In 1928, Pacific Builder and Engineer magazine profiled Morrison, describing him as one of the best-known architects in the state. In it, Morrison described his aggressive approach to securing business: “A man must pound, pound, pound all the time, and when the ball is rolling good, the more jobs he has, the more he seems to get.”

But by the time the architectural history “Shaping Seattle” was published in 1994, Morrison’s star had dimmed. He was already often overlooked in Spokane’s architectural histories, Davis said, and “Shaping Seattle” only gave him a brief mention.

“In that brief space, (the author) misspells his name, misattributes one of his most important buildings and makes about six factual errors,” Davis said.

In the mid-1920s, Morrison designed a host of schools, fire stations and other public buildings in Everett, Burlington and Chelan. He designed a spectacularly beautiful home for the Bellingham Herald. He designed the Canterbury Building in Seattle, a kind of clearinghouse for the film industry. And he began building apartment buildings in Seattle, high-rises that would come to define his later career. He designed apartment buildings all over Seattle, including the Marlborough House, the Gainsborough, the Le Sourd Apartments and Twelve Twenty-Three Spring Apartments.

Some of his most fascinating projects are no longer standing. He designed a spectacular mountain lodge at the foot of Mount Baker. Built in 1927, the lodge was the home for the filming of “Call of the Wild.” Co-stars Clark Gable and Loretta Young famously had a tryst there. It burned to the ground in 1931.

In 1935, Morrison collaborated with an artist on designs for a statue in the Puget Sound, in honor of “pioneering mothers.” Envisioned as the West Coast equivalent, in size and symbolic stature, of the Statue of Liberty, the tower was part of the Works Progress Administration. It was never built.

Morrison continued designing schools, apartment buildings – both luxury high-rises and modest “bungalow” apartments – and a huge range of other buildings. At the time of his death in 1955, the final design of his career – one of the first high-rise apartments on Waikiki Beach – was under construction.

Davis’ research into Morrison grew and grew. It grows still. He has compiled an exhaustive list of Morrison projects, complete with many buildings that are believed, but not confirmed, as Morrison’s work.

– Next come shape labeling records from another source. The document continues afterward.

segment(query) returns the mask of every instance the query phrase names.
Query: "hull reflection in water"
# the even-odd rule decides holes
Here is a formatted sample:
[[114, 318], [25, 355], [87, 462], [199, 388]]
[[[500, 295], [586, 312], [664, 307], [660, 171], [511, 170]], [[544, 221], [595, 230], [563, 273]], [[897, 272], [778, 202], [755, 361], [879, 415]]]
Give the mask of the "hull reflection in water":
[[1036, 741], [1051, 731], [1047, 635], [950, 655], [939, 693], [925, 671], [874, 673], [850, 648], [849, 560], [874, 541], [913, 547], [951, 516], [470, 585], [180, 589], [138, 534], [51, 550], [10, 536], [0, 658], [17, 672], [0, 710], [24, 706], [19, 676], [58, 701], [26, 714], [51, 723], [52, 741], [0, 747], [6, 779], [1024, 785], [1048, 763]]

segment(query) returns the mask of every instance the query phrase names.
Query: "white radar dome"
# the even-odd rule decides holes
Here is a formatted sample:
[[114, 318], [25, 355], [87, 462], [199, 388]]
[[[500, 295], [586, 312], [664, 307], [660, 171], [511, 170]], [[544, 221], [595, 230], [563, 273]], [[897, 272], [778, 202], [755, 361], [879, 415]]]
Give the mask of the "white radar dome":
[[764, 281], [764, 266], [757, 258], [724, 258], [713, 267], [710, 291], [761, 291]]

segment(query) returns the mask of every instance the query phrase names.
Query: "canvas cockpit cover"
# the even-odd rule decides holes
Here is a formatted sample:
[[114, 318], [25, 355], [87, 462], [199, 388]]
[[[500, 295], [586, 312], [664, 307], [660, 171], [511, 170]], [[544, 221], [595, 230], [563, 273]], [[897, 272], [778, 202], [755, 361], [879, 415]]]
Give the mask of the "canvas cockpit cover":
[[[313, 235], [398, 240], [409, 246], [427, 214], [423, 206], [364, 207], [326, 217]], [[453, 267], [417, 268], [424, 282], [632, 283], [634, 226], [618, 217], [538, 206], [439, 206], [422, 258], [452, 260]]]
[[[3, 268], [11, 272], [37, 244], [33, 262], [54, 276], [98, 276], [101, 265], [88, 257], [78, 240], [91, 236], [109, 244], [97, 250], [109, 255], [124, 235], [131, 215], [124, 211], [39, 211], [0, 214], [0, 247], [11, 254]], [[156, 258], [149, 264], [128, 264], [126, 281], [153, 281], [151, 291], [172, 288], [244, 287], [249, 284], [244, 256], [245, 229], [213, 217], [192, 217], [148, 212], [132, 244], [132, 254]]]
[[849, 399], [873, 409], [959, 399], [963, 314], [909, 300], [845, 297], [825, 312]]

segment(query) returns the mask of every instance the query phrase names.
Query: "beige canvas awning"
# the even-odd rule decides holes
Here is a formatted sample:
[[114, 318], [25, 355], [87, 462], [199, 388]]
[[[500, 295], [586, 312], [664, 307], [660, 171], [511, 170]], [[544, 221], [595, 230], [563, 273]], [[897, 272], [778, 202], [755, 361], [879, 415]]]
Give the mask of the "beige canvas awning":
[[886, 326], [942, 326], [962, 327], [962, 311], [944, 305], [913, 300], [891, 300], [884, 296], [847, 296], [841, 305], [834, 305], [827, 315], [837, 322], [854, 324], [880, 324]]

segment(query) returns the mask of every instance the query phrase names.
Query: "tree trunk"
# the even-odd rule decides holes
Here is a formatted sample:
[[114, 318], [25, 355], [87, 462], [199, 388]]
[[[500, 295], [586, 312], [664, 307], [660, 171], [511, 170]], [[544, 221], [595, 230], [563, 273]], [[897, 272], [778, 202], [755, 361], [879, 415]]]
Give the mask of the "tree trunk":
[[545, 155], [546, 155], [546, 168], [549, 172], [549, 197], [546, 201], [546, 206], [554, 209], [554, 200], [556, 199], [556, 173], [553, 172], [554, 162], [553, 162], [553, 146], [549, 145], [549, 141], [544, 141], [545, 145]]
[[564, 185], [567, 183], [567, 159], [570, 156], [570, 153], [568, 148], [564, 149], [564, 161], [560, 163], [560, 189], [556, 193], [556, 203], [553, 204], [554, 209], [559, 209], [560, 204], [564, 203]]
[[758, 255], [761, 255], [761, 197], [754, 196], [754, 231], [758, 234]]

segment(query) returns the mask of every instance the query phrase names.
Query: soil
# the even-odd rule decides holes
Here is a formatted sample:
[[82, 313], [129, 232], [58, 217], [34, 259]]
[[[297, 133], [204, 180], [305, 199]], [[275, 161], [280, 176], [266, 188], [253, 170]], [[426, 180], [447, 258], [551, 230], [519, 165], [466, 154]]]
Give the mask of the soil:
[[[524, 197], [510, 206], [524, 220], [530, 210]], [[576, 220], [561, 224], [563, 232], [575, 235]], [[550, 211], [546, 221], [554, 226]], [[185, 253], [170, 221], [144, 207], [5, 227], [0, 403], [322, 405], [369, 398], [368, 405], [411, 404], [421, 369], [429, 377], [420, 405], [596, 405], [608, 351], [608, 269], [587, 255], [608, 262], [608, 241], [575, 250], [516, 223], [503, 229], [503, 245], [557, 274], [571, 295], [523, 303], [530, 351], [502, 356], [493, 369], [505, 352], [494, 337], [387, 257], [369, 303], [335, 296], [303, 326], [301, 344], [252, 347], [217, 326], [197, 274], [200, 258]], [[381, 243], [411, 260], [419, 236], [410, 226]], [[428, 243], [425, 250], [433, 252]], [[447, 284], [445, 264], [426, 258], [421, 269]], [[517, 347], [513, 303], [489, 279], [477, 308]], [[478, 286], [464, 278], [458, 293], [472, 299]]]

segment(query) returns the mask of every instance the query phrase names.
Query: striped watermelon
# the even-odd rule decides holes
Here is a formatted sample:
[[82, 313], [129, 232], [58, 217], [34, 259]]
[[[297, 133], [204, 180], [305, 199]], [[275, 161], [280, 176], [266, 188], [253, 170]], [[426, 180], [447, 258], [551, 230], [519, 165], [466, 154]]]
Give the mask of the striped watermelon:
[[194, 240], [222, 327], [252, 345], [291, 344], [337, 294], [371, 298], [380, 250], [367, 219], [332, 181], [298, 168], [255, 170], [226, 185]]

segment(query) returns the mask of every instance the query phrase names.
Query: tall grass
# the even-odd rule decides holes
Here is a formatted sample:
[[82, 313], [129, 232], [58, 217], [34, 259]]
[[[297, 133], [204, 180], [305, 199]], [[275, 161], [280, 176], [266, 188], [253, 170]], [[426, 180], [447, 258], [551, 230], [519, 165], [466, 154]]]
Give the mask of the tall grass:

He’s drawn information from newspapers, architectural magazines and histories, and libraries around the state. He’s talked to Morrison’s one descendant. He’s contacted historians and preservation advocates.

“It’s kind of like opening the door to a closet and all this stuff comes tumbling out,” he said. “The more I learned … the more intriguing it became.”

Davis has compiled a book-length manuscript about Morrison’s life and work, complete with scores of photographs, architectural drawings and other material. It’s titled “Earl Morrison, Architect: Toward a Rediscovery,” and Davis considers it a work in progress. He’s given slideshow presentations to preservation advocates in Seattle and Everett and intends to make his work available to historians and others who might keep Morrison’s legacy alive.

What drove him? Davis said he was motivated by the opportunity to really provide a substantial record for the community about an important and forgotten piece of its history and that he found affinities between his own architectural interests and Morrison’s career.

Plus, “I wouldn’t discount the intrigue of the detective work – it’s just fascinating to me,” Davis said. “It’s been really, really fun for me to do.”

In 1910, when Morrison was a senior at Spokane’s South Central High, he designed the class project for the school: a $600 concrete granite and bronze fountain.

It was a big, expensive project for a high school senior, though perhaps not for one who was already designing big homes for the city’s prosperous families. A month after his graduation, the school burned down.

“One of the few things that survived was this fountain,” Davis said.

The fountain survived and has been preserved through the years at what is now Lewis and Clark High, on the west side of the school.

“It’s still there,” Davis said. “And I’m sure nobody has a clue what it once was or who was responsible for it.”